- 1 pound ground beef or lamb
- 1 onion, diced
- 1 large carrot, peeled and cut into 1/4-inch dice
- 1 clove garlic, minced
- 2 tablespoons flour
- 1 cup beef broth
- 1 teaspoon dried thyme, or 2 teaspoons fresh thyme leaves
- 2 tablespoons Worcestershire sauce
- 1 tablespoon tomato paste or 2 tablespoons ketchup3/4 cup beef broth
- Salt and freshly ground black pepper
- 1 cup frozen peas
- 1 24-ounce container refrigerated mashed potatoes (such as Bob Evans brand), or 3 to 4 cups of homemade mashed potatoes, warmed
- 1/4 cup finely grated Parmesan cheese
- 1 tablespoon chopped fresh parsley for garnish (optional)

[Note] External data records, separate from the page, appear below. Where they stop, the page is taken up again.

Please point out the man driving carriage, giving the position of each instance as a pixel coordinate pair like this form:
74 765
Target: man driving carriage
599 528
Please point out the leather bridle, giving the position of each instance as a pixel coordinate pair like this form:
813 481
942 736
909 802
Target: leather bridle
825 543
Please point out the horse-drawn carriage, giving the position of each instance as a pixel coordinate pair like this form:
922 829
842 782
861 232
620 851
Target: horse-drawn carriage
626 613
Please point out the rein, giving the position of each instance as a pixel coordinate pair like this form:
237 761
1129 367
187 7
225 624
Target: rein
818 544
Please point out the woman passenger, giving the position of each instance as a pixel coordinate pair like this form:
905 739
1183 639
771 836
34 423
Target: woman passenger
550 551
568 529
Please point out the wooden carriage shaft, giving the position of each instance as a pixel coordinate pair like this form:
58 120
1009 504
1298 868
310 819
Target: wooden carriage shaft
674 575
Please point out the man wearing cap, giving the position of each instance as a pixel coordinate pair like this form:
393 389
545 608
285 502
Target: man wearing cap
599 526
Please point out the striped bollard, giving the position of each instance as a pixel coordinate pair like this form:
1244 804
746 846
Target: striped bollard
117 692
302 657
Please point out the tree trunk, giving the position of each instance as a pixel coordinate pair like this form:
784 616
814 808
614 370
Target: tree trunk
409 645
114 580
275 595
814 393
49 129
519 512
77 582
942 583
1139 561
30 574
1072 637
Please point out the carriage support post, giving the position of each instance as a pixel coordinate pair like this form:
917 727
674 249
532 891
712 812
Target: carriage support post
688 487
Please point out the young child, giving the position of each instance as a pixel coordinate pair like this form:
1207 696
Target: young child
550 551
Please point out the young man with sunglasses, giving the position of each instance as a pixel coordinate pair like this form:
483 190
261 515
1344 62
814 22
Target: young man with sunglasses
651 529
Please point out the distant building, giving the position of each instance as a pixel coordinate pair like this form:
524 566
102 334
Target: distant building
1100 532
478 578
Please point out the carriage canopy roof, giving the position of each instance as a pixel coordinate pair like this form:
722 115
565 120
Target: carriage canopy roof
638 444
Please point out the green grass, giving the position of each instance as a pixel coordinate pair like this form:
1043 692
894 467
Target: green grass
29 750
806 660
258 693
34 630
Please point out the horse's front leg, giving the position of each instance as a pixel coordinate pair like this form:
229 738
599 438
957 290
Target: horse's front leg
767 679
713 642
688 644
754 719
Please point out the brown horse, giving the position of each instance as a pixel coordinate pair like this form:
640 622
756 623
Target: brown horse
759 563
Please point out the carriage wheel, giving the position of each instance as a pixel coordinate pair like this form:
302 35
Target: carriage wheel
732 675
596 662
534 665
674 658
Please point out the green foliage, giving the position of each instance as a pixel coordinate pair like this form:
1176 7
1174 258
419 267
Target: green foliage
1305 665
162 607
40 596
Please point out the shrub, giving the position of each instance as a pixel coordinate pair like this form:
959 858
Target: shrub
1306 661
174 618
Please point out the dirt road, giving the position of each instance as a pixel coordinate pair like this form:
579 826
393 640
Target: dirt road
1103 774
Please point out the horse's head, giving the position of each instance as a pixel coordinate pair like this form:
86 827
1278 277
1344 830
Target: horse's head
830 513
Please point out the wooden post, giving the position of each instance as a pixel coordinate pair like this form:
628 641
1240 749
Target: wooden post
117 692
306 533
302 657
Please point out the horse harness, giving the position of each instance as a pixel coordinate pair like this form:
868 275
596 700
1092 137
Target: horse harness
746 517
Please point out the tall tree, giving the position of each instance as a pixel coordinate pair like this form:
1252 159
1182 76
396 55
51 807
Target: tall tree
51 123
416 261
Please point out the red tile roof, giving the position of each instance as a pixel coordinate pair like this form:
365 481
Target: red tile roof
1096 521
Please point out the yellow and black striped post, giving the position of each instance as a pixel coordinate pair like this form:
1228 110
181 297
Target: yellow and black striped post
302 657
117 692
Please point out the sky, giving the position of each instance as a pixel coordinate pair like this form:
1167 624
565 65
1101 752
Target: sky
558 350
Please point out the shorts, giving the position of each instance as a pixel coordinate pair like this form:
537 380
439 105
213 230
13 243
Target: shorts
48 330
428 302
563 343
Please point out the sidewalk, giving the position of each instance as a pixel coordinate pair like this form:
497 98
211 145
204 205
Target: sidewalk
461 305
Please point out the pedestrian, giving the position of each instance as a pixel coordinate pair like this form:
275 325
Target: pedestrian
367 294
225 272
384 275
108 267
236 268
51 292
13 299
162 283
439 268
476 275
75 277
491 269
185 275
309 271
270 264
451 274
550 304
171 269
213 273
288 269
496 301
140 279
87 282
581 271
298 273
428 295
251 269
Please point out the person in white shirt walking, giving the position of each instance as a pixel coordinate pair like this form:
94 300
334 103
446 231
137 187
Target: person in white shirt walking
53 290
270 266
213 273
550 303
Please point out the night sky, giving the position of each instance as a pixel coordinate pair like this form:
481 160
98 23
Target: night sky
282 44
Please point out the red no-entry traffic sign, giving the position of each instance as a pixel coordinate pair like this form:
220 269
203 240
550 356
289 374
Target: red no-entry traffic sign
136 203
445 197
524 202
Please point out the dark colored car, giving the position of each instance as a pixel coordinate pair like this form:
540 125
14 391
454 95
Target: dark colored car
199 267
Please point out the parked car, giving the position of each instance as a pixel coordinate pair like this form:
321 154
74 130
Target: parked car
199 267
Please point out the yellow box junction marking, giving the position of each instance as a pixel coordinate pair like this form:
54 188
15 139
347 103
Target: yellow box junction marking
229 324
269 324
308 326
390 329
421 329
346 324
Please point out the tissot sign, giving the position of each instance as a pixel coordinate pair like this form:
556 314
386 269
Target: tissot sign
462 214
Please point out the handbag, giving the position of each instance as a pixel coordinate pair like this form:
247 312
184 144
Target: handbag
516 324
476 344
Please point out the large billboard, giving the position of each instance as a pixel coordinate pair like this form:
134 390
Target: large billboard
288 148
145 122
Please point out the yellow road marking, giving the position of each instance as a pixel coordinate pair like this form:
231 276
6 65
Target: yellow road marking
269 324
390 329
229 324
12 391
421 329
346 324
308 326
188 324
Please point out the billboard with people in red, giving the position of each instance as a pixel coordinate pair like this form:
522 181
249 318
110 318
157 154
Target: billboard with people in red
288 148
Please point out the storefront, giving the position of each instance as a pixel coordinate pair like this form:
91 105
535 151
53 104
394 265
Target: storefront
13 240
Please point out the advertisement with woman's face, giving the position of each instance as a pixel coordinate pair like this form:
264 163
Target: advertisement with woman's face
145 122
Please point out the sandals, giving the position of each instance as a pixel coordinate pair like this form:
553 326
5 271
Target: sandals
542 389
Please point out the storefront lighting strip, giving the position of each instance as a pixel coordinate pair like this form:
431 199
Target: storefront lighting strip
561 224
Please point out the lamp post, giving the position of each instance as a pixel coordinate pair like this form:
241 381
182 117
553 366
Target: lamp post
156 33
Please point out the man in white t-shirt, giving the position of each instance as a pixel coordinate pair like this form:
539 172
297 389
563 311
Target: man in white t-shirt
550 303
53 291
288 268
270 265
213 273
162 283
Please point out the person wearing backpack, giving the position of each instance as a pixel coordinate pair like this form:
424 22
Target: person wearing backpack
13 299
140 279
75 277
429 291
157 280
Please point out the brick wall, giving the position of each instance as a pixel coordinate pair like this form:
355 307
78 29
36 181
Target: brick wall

Preheat a large frying pan over medium-high heat. Add the ground beef, and brown, breaking up with a fork or wooden spoon. Drain off all but 1 to 2 tablespoons of fat.
Add the onion, carrot, and garlic, and sauté until the vegetables begin to soften. Sprinkle with the flour and cook for 1 to 2 minutes. Add the broth, stirring constantly, and cook until the mixture begins to thicken. Add the thyme, Worcestershire sauce, and tomato paste, and simmer for several minutes until the flavors are blended. Season to taste with salt and pepper. Stir in the peas.
Tip the mixture into a 1-1/2 quart casserole dish or 10-inch pie plate. Evenly spread the mashed potatoes on top of the meat mixture with a spatula. (If you’re feeling fancy, you can pipe the potatoes on top using a pastry bag and tip, or you can make a decorative pattern in the top with a common table fork.) Dust with the grated Parmesan.
When ready to cook, start the Traeger grill on Smoke with the lid open until the fire is established (4 to 5 minutes). Set the temperature to 350 degrees F and preheat, lid closed, for 10 to 15 minutes.
Bake the Shepherd’s Pie for 35 to 45 minutes, or until the filling is hot and bubbly and the peaks on the potato and Parmesan topping begin to brown. If desired, dust the top with chopped fresh parsley. Let cool slightly before serving.